Nevada's Attorney General is now requesting all banking institutions that provide mortgage loans to Nevada properties to implement a moratorium on all foreclosures, evictions and REO sales in the state until meeting with their office. They want to ensure proper safeguards are in place.

Meantime, there's mixed reaction about Bank of America's move to stop selling foreclosures.

"There's not much we can say other than the banks are doing things on their time and their speed," said realtor Nicole Lavigne. "Obviously, there's been a lot of press with legal documents not being handled properly, so we want to make sure that everything is being done the way it should be with the banks."

More than that, Lavigne says there may be a chance home prices could rise because not as many low-priced homes would be on the market.

"It presents a tremendous opportunity for traditional sellers to not have to compete against bank owned listings," she said.

But not everyone agrees any good can from the move. Rick Shelton is president of the Greater Las Vegas Association of Realtors and believes stopping foreclosures or the sale of them would do more harm than good.

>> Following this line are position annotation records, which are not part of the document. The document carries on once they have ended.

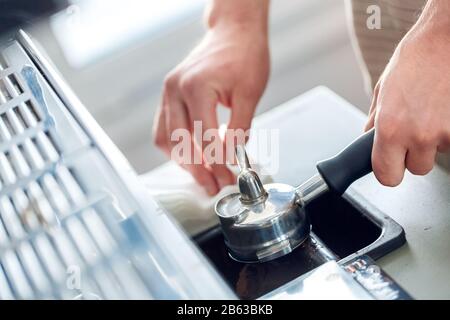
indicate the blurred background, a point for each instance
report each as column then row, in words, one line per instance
column 116, row 53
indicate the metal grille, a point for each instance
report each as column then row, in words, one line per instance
column 58, row 239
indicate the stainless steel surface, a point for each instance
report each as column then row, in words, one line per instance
column 72, row 208
column 311, row 189
column 329, row 281
column 250, row 186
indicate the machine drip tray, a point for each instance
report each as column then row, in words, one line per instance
column 342, row 229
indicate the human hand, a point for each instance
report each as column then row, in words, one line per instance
column 230, row 66
column 411, row 105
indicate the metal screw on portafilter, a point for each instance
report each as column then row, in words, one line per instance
column 250, row 186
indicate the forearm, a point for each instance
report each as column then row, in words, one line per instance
column 245, row 13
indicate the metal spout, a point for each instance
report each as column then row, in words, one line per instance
column 250, row 186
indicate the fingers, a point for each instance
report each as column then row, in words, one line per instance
column 239, row 124
column 177, row 118
column 420, row 161
column 373, row 108
column 160, row 131
column 201, row 104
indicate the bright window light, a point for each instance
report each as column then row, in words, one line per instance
column 91, row 29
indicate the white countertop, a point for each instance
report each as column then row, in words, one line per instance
column 318, row 124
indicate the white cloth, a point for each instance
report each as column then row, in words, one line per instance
column 178, row 193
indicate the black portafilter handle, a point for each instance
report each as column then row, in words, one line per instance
column 352, row 163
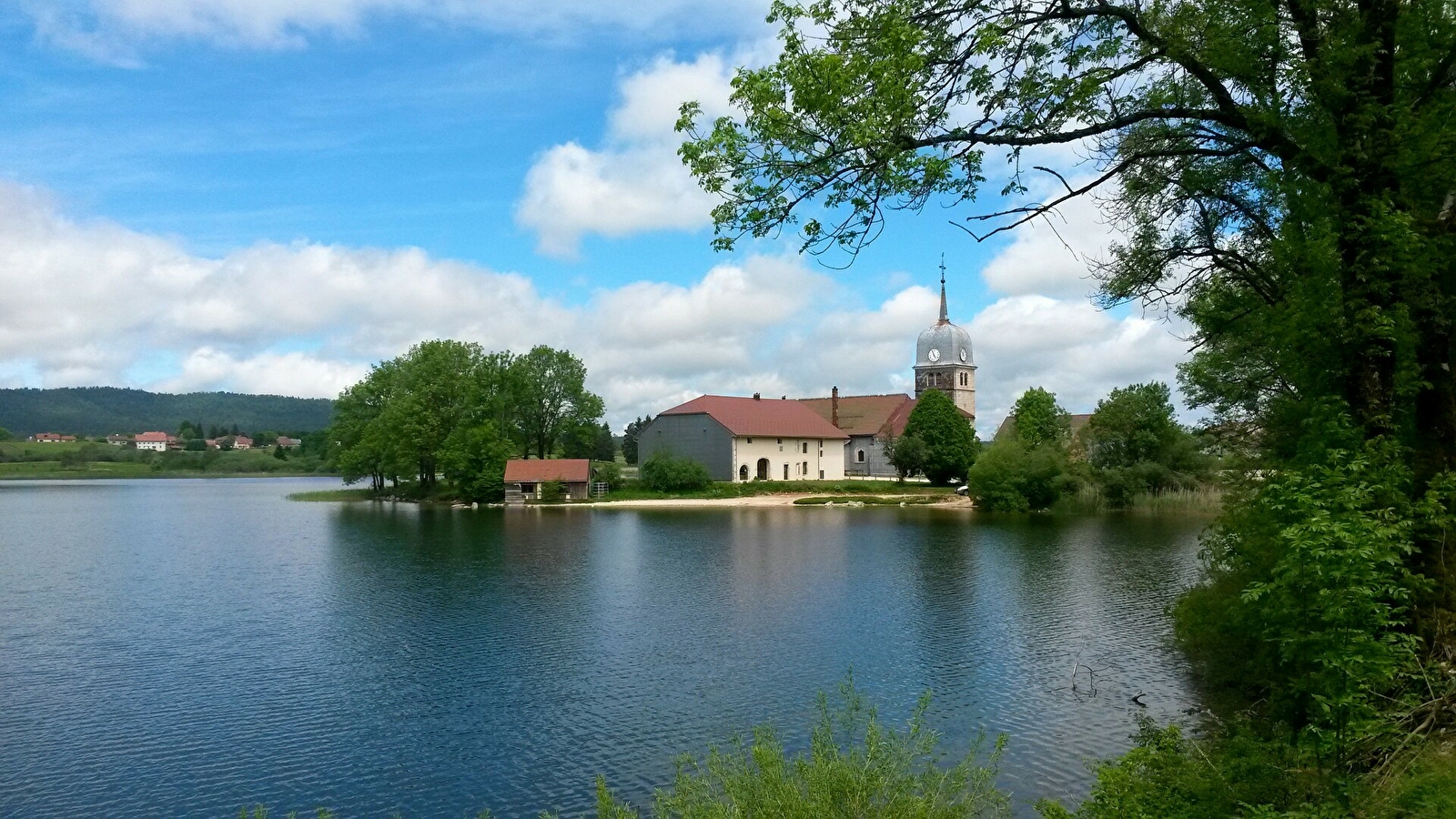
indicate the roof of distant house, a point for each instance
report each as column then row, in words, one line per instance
column 865, row 414
column 764, row 417
column 1008, row 428
column 568, row 470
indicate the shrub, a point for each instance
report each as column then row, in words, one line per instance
column 669, row 474
column 1014, row 479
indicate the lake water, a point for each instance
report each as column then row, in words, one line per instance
column 188, row 647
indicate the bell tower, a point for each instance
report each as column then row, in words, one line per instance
column 944, row 359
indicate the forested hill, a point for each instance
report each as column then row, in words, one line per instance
column 104, row 410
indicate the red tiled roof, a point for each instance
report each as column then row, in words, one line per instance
column 864, row 414
column 764, row 417
column 568, row 470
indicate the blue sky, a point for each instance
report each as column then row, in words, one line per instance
column 198, row 172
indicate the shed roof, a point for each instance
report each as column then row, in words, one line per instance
column 764, row 417
column 565, row 470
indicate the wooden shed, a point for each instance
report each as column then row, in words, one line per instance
column 524, row 479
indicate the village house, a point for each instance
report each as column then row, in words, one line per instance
column 524, row 479
column 743, row 439
column 746, row 439
column 157, row 442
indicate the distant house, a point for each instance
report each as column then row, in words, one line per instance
column 157, row 442
column 524, row 479
column 746, row 439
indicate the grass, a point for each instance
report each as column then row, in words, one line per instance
column 871, row 500
column 334, row 496
column 823, row 489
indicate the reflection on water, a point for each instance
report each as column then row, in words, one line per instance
column 191, row 646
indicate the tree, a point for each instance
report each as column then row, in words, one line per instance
column 1040, row 420
column 907, row 455
column 630, row 439
column 1009, row 477
column 606, row 445
column 552, row 398
column 950, row 442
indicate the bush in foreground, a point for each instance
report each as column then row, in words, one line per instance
column 856, row 767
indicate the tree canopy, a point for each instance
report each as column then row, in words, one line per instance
column 950, row 442
column 451, row 409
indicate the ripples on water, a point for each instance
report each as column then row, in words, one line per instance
column 188, row 647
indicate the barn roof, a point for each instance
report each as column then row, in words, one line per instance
column 764, row 417
column 865, row 414
column 565, row 470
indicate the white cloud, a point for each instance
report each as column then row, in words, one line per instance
column 1067, row 347
column 116, row 28
column 96, row 303
column 635, row 182
column 1053, row 254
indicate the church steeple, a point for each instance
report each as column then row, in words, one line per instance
column 945, row 317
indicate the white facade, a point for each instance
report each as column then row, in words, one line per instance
column 788, row 460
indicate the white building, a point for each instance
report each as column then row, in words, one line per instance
column 157, row 442
column 746, row 439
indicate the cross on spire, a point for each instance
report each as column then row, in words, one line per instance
column 944, row 315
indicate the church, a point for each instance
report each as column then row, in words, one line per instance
column 814, row 439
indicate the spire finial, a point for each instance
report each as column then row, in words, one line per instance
column 944, row 314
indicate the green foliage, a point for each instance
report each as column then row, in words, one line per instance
column 630, row 439
column 666, row 472
column 1008, row 477
column 1135, row 446
column 855, row 768
column 950, row 442
column 1172, row 775
column 1040, row 420
column 552, row 399
column 450, row 409
column 104, row 410
column 909, row 455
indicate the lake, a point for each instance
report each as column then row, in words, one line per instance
column 187, row 647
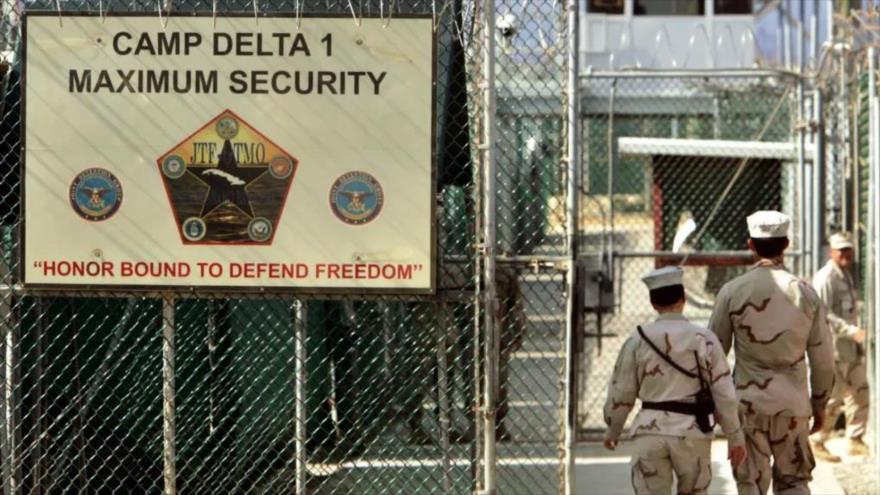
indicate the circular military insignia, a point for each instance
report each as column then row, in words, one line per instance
column 280, row 167
column 356, row 198
column 259, row 229
column 194, row 228
column 95, row 194
column 174, row 167
column 227, row 128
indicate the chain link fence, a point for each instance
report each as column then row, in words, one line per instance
column 673, row 164
column 215, row 393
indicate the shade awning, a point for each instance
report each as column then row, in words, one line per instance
column 710, row 148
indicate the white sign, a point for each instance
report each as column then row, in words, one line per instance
column 278, row 153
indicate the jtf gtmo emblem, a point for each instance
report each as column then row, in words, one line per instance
column 227, row 183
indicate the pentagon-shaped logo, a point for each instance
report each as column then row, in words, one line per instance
column 227, row 183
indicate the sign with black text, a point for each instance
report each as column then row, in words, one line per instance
column 231, row 153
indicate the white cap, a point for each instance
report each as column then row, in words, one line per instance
column 767, row 224
column 841, row 240
column 664, row 277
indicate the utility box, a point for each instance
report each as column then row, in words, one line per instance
column 596, row 288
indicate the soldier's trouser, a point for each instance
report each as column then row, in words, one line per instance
column 658, row 456
column 850, row 394
column 785, row 441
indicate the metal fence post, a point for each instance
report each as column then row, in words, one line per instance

"From a personal perspective, I'm not sure that it serves our purpose whatsoever," he said. "To cure the cycle, you have to go through the process. And stalling the process, you elongate the cycle. So that's the downside to it."

Shelton says people do have reason to be concerned over the chance of mishandled or misfiled documents. However he doesn't feel moratorium is the answer.

"Does that discredit the fact an agreement was made on behalf of a mortgager? I don't think so," he said.

Bottom line, Shelton thinks delaying the process will not help, especially in one of the worst housing market in America.

"They are just basically stopping a freight train that's already moving and now we're are going to have to start that train up again to finish the process," he said.

Calls for comment on this story to Bank of America were not returned.